И сама, еще не зная, не понимая, схватила крепко его руку, в которой поблескивал какой-то маленький странный предмет.

— Что с тобой, Варенька? — услышала она голос Батурина и, очнувшись, увидела, что сидит рядом с ним на диванчике и крепко держит его за руку.

Какая-то седая дама удивленно перевела лорнетку с картины на Варю.

VI

— Ты ужасно нервная, Варенька. Разве это хорошо? Особенно для сестрицы! — говорил Батурин, нежно и успокаивающе поглаживая Варину руку.

— А какое солнце-то сегодня. Весна. Как хорошо!

Он подвел Варю к окну и, все еще держась за руки, они присели на низкий подоконник.

Будто редкая гравюра, нарисованная гениальным рисовальщиком, открылась им. Величественно прекрасное Марсово поле,{273} окаймленное строгими аллеями Летнего сада; сероватый фон еще оголенных деревьев был оживлен яркими пятнами детских пальто. Сумрачно великолепный Михайловский замок, канал, и за ним стройная белая колоннада мраморной беседки — все это вырисовывалось на ярком солнце с четкостью поразительной.

Все Марсово поле кипело жизнью. Серые ряды солдат клонились к самой земле, вздымались грозным приливом, и опять падали. Солдаты делали перебежку, зарывались, подкрадывались ползком и потом, всколыхнувшись, бежали в атаку.

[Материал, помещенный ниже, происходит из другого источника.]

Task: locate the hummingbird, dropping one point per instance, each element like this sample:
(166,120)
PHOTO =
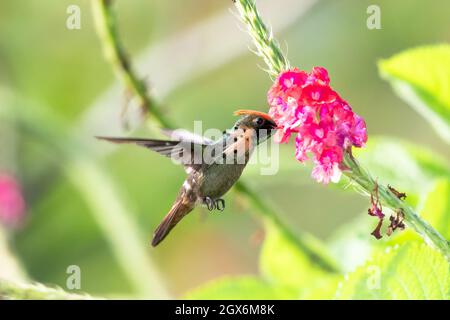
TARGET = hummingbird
(212,167)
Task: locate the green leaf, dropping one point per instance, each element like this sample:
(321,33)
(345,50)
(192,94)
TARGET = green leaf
(410,271)
(421,77)
(243,288)
(281,262)
(436,209)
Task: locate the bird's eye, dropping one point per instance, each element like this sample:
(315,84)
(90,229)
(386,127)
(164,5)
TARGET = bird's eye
(259,121)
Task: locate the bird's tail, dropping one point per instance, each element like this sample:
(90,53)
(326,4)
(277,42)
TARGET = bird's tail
(179,209)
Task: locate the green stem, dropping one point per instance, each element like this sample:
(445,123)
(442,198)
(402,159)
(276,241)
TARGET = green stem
(106,25)
(267,47)
(269,50)
(21,291)
(115,53)
(98,190)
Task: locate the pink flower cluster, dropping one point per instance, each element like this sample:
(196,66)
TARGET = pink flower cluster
(12,205)
(304,104)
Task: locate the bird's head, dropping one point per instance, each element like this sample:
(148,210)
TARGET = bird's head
(262,124)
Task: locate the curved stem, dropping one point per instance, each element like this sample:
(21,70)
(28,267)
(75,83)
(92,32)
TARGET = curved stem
(107,205)
(268,48)
(106,24)
(115,53)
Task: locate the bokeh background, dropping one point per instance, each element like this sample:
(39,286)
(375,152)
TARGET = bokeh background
(194,57)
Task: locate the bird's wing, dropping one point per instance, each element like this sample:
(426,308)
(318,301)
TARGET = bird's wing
(187,153)
(185,135)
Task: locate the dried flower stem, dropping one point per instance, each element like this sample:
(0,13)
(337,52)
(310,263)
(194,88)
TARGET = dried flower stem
(276,62)
(106,25)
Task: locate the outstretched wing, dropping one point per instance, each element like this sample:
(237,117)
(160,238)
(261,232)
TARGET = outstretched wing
(187,153)
(185,135)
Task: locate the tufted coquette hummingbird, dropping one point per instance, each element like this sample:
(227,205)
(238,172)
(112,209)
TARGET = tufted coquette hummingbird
(212,167)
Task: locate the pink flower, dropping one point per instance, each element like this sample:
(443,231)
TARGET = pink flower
(304,104)
(12,205)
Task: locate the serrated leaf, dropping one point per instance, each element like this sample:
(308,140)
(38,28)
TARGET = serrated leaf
(411,271)
(242,288)
(421,77)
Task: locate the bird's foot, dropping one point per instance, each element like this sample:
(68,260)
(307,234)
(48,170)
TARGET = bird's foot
(210,203)
(213,204)
(220,204)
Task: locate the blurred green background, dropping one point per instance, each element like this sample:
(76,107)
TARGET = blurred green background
(45,65)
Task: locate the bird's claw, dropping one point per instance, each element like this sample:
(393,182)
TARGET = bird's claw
(211,204)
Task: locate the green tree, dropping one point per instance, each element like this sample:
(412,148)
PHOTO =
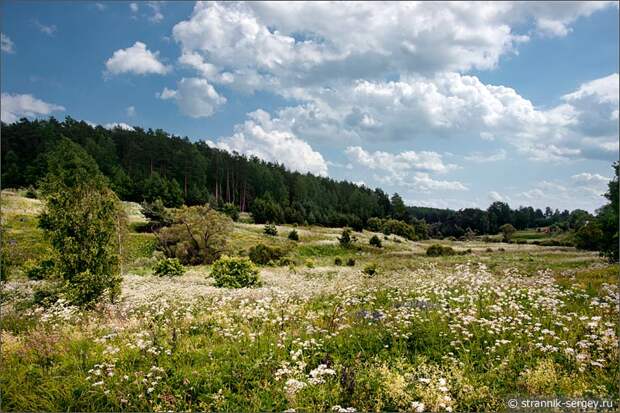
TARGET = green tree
(608,219)
(507,232)
(198,236)
(84,221)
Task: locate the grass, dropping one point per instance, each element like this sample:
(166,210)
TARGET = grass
(463,332)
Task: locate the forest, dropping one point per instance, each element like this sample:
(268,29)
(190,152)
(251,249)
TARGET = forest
(145,165)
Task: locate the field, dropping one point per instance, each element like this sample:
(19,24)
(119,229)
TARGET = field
(458,333)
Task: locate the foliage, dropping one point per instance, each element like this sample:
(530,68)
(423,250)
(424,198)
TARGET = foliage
(270,229)
(150,164)
(267,210)
(608,218)
(375,241)
(39,270)
(84,223)
(198,236)
(293,235)
(370,269)
(507,231)
(262,254)
(346,240)
(235,272)
(589,237)
(157,214)
(231,210)
(169,267)
(437,250)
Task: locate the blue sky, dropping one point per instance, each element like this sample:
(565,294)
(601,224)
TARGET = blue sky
(451,105)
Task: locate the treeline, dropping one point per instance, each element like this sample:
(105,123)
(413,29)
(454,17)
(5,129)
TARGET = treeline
(145,165)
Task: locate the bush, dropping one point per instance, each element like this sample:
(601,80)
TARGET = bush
(270,229)
(169,267)
(346,240)
(507,231)
(231,210)
(437,250)
(370,269)
(286,261)
(262,254)
(39,270)
(198,235)
(375,241)
(396,227)
(293,235)
(85,224)
(235,272)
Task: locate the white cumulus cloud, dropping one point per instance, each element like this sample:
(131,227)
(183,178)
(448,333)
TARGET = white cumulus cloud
(195,97)
(136,59)
(6,44)
(16,106)
(259,136)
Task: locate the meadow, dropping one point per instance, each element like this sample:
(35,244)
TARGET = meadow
(456,333)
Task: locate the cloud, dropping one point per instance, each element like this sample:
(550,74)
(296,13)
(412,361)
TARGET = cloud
(136,59)
(479,157)
(48,30)
(259,136)
(15,106)
(406,169)
(495,196)
(271,46)
(6,44)
(424,182)
(397,164)
(195,97)
(118,125)
(155,6)
(594,183)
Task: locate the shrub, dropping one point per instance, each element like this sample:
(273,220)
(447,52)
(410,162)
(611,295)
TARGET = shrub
(374,224)
(231,210)
(375,241)
(157,214)
(235,272)
(198,235)
(293,235)
(370,269)
(396,227)
(262,254)
(437,250)
(507,231)
(286,261)
(346,240)
(39,270)
(270,229)
(169,267)
(84,222)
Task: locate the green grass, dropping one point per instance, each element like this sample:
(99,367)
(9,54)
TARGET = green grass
(464,331)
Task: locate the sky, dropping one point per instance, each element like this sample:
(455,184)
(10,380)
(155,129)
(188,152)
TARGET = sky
(451,105)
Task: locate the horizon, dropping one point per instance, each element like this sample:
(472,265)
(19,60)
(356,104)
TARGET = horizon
(495,102)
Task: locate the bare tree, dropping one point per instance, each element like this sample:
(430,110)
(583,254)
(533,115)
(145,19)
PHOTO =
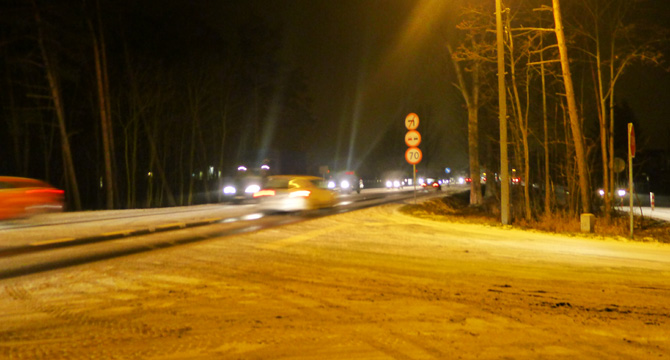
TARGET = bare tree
(575,122)
(474,51)
(54,87)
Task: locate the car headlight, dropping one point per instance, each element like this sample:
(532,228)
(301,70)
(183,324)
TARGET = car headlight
(252,189)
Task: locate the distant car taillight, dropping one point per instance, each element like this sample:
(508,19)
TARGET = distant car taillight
(45,191)
(300,193)
(264,192)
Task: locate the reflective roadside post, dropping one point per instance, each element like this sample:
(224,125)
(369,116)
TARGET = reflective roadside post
(631,155)
(502,105)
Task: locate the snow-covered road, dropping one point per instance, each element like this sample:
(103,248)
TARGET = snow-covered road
(369,284)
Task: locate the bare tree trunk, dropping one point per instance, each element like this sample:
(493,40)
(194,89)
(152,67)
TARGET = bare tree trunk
(472,103)
(522,123)
(547,184)
(602,117)
(70,175)
(575,123)
(104,119)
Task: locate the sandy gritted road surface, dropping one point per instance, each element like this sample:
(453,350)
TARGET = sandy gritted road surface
(369,284)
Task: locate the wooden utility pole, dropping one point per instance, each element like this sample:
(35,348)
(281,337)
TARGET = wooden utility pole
(502,103)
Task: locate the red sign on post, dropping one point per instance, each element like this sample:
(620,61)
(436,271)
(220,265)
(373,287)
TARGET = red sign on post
(412,138)
(413,155)
(631,134)
(412,121)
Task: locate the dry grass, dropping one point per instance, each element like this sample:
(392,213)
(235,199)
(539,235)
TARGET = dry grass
(456,208)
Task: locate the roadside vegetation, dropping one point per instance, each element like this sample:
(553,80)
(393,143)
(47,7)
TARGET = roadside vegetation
(457,208)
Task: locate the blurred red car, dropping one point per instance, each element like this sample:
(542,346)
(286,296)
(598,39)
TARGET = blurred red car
(23,197)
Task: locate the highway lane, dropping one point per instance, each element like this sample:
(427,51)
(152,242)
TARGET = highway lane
(77,238)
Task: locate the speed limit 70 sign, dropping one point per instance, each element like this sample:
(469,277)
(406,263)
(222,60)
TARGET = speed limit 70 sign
(413,155)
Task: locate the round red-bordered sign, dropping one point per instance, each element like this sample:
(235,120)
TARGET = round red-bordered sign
(413,155)
(412,138)
(411,121)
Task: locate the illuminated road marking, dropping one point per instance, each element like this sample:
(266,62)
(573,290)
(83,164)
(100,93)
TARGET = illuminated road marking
(55,241)
(179,225)
(116,233)
(302,237)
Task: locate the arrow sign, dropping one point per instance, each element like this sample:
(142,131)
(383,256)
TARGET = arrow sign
(412,121)
(412,138)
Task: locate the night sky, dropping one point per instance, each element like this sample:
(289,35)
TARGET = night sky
(370,62)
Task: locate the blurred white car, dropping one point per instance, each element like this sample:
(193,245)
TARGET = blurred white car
(288,193)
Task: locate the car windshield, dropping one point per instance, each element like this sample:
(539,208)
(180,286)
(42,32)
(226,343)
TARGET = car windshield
(277,183)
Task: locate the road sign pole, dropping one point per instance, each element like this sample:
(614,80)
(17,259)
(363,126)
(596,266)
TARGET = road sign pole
(631,154)
(414,181)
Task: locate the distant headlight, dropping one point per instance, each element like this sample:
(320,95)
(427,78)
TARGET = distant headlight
(252,189)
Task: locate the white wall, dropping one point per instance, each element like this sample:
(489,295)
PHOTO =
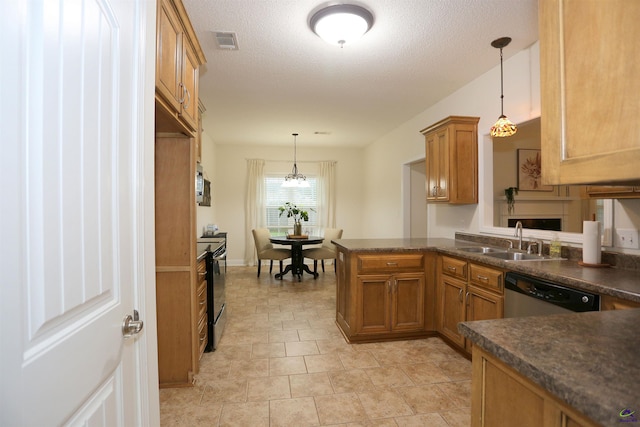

Столько бодрой, веселой отваги было в каждом движении. Молодой офицер, командовавший ими, был так увлечен, что невольно хотелось улыбнуться или заплакать. И когда он вдруг обернулся, Варя чуть не вскрикнула. Она ясно увидела, что это Миша Батурин. То же безусое загорелое, почти детски восторженное лицо, та же сияющая улыбка и гордый блеск глаз.

Переводя взгляд с офицера там, за окном, на Мишу, жадно вытянувшегося, всего загоревшегося, Варя не узнавала, где же он, настоящий? В этом милом лице, таком изменившемся, узнавала она и задорного гимназиста, и вдохновенного мечтателя, только того, искривленного мучительной гримасой, не было в этих ясных и простых чертах.